The Trial Balance is CFO.com’s weekly preview of stories, stats and events to help you prepare.
Part 1 — Whiskey maker Uncle Nearest's founder is appealing a judge’s order to dismiss an attempt to declare bankruptcy.
The founder of a Tennessee whiskey upstart who once accused her CFO of fraud has now tried, and failed, to declare bankruptcy on the company’s behalf.
That’s the upshot of the latest chapter in whiskey maker Uncle Nearest’s ongoing legal and financial battle.
On Thursday, a federal judge denied Uncle Nearest founder Fawn Weaver’s attempt to declare Chapter 11 bankruptcy for the company. That came after lender Farm Credit Mid-America in July sued the whiskey company, alleging the brand had defaulted on loans totaling $108 million. That led to Uncle Nearest being placed into receivership in August, a fact that would later derail Weaver’s plan to declare bankruptcy.

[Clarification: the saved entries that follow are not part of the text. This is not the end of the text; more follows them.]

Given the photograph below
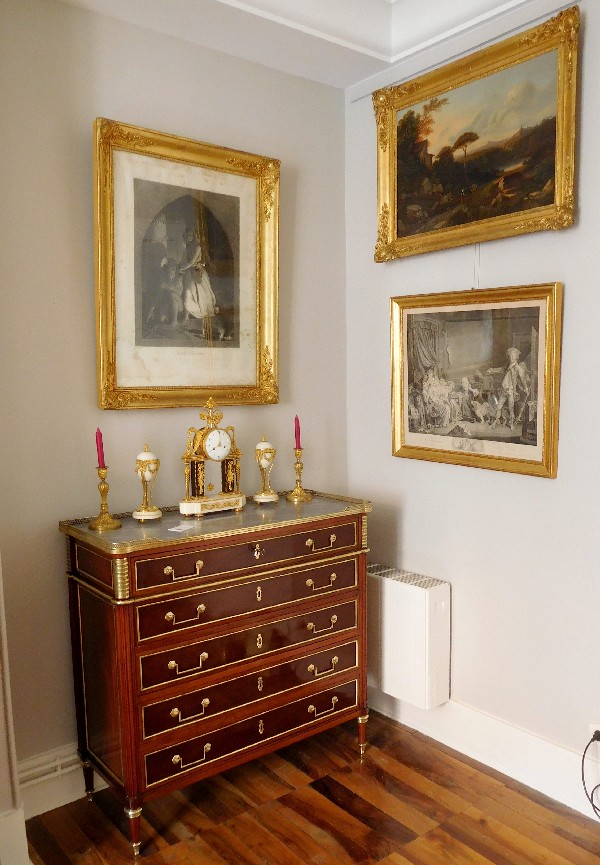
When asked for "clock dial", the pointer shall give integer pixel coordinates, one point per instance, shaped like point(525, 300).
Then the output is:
point(217, 444)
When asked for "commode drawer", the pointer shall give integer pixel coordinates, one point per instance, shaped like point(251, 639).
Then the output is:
point(194, 755)
point(216, 604)
point(239, 557)
point(179, 712)
point(202, 656)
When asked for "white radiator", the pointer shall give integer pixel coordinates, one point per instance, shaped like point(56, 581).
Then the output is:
point(408, 636)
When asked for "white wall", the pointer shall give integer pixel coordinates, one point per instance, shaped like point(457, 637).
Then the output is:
point(522, 554)
point(60, 68)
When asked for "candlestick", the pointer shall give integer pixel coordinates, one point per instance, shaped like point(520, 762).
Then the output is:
point(100, 449)
point(104, 521)
point(299, 494)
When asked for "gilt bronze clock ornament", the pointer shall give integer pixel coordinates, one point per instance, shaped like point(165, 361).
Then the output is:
point(265, 457)
point(147, 465)
point(212, 467)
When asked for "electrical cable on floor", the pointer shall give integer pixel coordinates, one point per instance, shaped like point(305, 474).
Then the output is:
point(590, 796)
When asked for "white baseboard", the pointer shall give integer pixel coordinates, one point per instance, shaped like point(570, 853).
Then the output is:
point(51, 780)
point(13, 841)
point(548, 768)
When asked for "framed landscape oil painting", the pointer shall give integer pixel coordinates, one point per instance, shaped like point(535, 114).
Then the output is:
point(186, 271)
point(476, 375)
point(482, 148)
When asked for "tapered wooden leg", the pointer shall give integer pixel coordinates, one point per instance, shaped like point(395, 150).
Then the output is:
point(88, 778)
point(134, 815)
point(362, 732)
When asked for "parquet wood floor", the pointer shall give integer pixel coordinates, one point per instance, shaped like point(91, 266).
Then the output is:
point(409, 801)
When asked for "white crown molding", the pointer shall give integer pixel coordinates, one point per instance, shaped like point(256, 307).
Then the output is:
point(459, 42)
point(338, 42)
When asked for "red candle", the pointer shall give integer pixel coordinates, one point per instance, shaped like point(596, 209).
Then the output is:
point(100, 449)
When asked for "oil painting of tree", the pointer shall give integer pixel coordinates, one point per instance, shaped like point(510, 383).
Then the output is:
point(482, 148)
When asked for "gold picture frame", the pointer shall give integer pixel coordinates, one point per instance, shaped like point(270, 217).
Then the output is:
point(515, 100)
point(476, 377)
point(186, 238)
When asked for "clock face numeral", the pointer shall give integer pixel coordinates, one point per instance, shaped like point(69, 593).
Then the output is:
point(217, 444)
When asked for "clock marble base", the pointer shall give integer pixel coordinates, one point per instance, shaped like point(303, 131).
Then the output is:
point(211, 504)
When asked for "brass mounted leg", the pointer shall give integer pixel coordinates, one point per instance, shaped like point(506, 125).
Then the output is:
point(134, 815)
point(88, 778)
point(362, 732)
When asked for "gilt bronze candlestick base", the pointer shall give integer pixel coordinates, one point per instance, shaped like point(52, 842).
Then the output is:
point(299, 494)
point(104, 522)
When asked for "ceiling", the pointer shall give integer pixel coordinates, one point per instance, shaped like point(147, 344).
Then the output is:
point(336, 42)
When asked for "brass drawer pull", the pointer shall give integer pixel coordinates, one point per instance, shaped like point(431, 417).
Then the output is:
point(176, 713)
point(325, 711)
point(310, 543)
point(177, 759)
point(170, 572)
point(313, 669)
point(173, 665)
point(170, 617)
point(311, 584)
point(311, 626)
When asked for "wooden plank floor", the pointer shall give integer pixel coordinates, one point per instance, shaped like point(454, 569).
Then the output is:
point(409, 801)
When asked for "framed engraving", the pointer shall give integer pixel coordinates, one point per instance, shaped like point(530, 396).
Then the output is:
point(482, 148)
point(186, 271)
point(475, 377)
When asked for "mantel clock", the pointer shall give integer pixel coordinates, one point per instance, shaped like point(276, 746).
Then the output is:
point(212, 467)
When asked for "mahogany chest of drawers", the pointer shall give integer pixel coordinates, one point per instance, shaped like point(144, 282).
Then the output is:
point(201, 643)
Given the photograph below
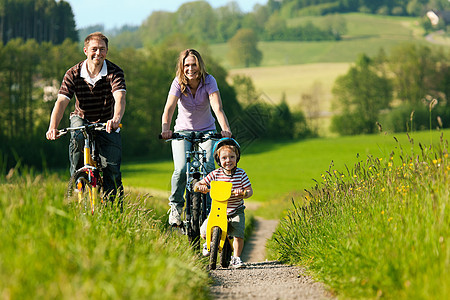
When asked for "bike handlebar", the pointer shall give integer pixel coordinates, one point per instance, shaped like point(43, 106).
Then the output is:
point(193, 136)
point(243, 193)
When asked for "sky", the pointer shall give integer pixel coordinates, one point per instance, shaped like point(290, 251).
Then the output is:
point(116, 13)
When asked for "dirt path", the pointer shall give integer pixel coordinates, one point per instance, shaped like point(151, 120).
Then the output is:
point(262, 279)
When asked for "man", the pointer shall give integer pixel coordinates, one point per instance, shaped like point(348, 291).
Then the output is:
point(99, 89)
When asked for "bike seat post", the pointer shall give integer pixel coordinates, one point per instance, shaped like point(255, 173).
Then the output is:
point(87, 149)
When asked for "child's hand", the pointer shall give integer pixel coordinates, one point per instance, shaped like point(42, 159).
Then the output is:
point(239, 193)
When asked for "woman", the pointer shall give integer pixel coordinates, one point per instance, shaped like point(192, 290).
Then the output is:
point(195, 92)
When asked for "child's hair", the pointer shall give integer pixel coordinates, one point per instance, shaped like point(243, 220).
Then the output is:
point(95, 35)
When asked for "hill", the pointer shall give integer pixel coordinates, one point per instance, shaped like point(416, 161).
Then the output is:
point(292, 68)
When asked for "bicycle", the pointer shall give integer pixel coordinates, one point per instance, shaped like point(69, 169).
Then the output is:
point(86, 183)
point(217, 239)
point(195, 209)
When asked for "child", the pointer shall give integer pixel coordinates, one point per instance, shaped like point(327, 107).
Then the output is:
point(227, 154)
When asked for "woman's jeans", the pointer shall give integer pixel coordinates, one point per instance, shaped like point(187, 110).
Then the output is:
point(179, 148)
point(109, 146)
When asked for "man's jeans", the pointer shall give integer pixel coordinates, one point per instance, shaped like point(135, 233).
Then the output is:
point(109, 146)
point(179, 148)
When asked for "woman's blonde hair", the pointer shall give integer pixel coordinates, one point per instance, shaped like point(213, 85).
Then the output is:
point(95, 35)
point(182, 80)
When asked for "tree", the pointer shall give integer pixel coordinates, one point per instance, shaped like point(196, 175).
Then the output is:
point(360, 95)
point(243, 48)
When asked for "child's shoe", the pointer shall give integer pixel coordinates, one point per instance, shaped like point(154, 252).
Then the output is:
point(205, 251)
point(236, 262)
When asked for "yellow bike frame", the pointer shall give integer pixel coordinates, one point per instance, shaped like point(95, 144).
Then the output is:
point(220, 193)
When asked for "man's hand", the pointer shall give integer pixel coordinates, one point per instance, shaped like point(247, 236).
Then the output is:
point(226, 133)
point(167, 134)
point(52, 134)
point(112, 125)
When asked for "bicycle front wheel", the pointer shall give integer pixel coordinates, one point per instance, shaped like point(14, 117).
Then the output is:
point(81, 191)
point(225, 256)
point(214, 247)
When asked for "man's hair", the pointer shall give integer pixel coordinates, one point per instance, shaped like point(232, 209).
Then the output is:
point(95, 36)
point(182, 80)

In a filing in the U.S. Bankruptcy Court for the Eastern District of Tennessee late last week, Judge Suzanne Bauknight dismissed Weaver’s request to move the company into Chapter 11 bankruptcy. In her order to dismiss, Bauknight referenced Uncle Nearest’s move into receivership, noting that only court-appointed receiver Phillip Young has the authority to seek bankruptcy on the company’s behalf.
“Further, the Order Approving Receiver expressly authorizes only Mr. Young to act on behalf of Debtor with respect to actions that must be authorized or accomplished by a board of directors for a corporation or its members for a limited liability company, including the authority to file a bankruptcy case for the company,” Judge Bauknight wrote in the March 19 order.
But Weaver is not giving up quite yet, having filed a notice of appeal the next day, according to court records.
Weaver’s bankruptcy attempt also coincided with yet another lawsuit, this one against Farm Credit Mid-America. On March 17, Weaver and Uncle Nearest’s largest shareholder, Grant Sidney, announced that they filed a suit in New York State Supreme Court alleging the lender engaged in a “smear campaign against the fast-growing whiskey brand by knowingly circulating false accusations, including claims of missing inventory, financial misconduct, negative cash flow, and insolvency.”
Plaintiffs in that case said Farm Credit Mid-America made such accusations “to protect the lender’s own bankers and deflect scrutiny from failures in the administration of the credit facility,” according to a March 17 news release issued by Grant Sidney.
That same release mentioned Weaver’s filing for Chapter 11 protection and said the move would bring “court-appointed receivership to an end.”
In late 2025, after Uncle Nearest entered receivership, Fawn and her co-founder and husband, Keith Weaver, had filed a suit against the whiskey brand’s CFO, Michael Senzaki. That suit had alleged that Senzaki engaged in financial misconduct and misrepresented the company’s financial condition.
Grant Sidney and Farm Credit Mid-America didn’t reply to emailed requests for comment on Friday.
Founded in 2017, Uncle Nearest is named after Nathan “Nearest” Green, an enslaved Black man who taught Jack Daniel how to distill whiskey. By 2023, Fawn Weaver said the company was valued at $1.1 billion.
Part 2 — This week
Here’s a list of important market events slated for the week ahead.
Monday, March 23
- Construction spending, Jan. delayed report
- New home sales, Feb.
Tuesday, March 24
- U.S. productivity, Q4 revision
- S&P flash U.S. services PMI, March
- S&P flash U.S. manufacturing PMI, March
Wednesday, March 25
- Import price index, Feb.
- Export price index, Feb.
Thursday, March 26
Friday, March 27
- Consumer sentiment, March final
Part 3 — Weekly listen: Faire CFO on Run the Numbers with CJ Gustafson
Jason Lee, CFO of Faire, joined the Run the Numbers podcast to discuss how the wholesale marketplace serves retailers, its revenue model and how to manage metrics.
Lee told host CJ Gustafson that metric ownership should be shared to be meaningful, and that each business metric should have a business owner and also a financial or analytical owner.
“The financial or analytical owner ensures the metric is well-defined, well-understood, actually useful and has the right feedback loop. The business owner, on the other hand, focuses on learning and taking action to drive the right set of activities,” said Lee. “I’ve been very particular about having embedded finance partners throughout the organization. I call them ‘mini CFOs’ who are close enough to the business, product or function to bring financial context and be better informed about not only the right metrics but also the right shared ownership.”
However, this approach only works if there are not too many metrics, according to Lee.
“If there are too many, ownership becomes diluted, and it’s hard to maintain focus. The word ‘shared’ is nuanced because if everybody owns a metric, then nobody truly owns it,” said Lee. “For example, let’s say registrations are a key metric for an inbound company. If everybody owns registrations, it becomes hard to drive change or make adjustments within the organization.”